Ginger é uma cigana ruiva cobiçada por todos os homens que colocam o olho nela, uma moça determinada a salvar a própria pele. É culpada pelo assassinato de Laszlo e perseguida pelo General Albus, irmão do Rei.

E Eros é perseguido por traição, pelo mesmo General.

E é na correria de se salvarem, cada um por suas próprias razões, que acabam se encontrando e decidem confiar um no outro. Passam por diversos desafios no reinio de Glacialem, desde lobos a velhas bruxas do inverno. Pouco a pouco descobrem um no outro a afeição (mesmo com um pouco de contradição vinda de Ginger que diz sim eu te quero e na cabeça diz estar resistindo).

A sociedade de Glacialem é extremamente machista, seja entre o pessoal do reino, seja entre os ciganos.

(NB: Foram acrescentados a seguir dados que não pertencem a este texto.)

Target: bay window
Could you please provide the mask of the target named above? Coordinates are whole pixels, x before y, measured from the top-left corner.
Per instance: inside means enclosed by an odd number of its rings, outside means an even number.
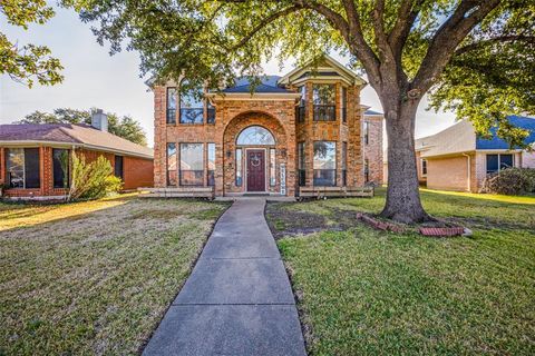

Margarita é prima de Ginger e é julgada tanto por Eros quanto pela protagonista por gostar de transar com vários homens em uma semana. “Nojo” é a palavra que usaram para descrever o que sentiram em relação à jovem. Fora o sentido de posse que existe dos homens em relação às mulheres, todos os homens que foram apaixonados por Ginger – ou Sapphire – sentiam que eram seus donos. 

Também houve uma parte de falta de noção de Eros ao montar no cavalo com uma flecha atravessada em sua pata. Crueldade contra os animais não é legal... 

Eu fiquei um pouco confusa com o título O Rei Cigano. Não existe rei entre os ciganos, talvez líderes... E não sei se o Rei da cidade é cigano, porque não houve uma separação em si, sabem? Se alguém leu e quiser me explicar, sou toda ouvidos!!!

A capa é muito bonita, creio que é o Eros ali. A arte interna no livro é muito bonita e as folhas são amareladas, o que torna a leitura agradável aos olhos.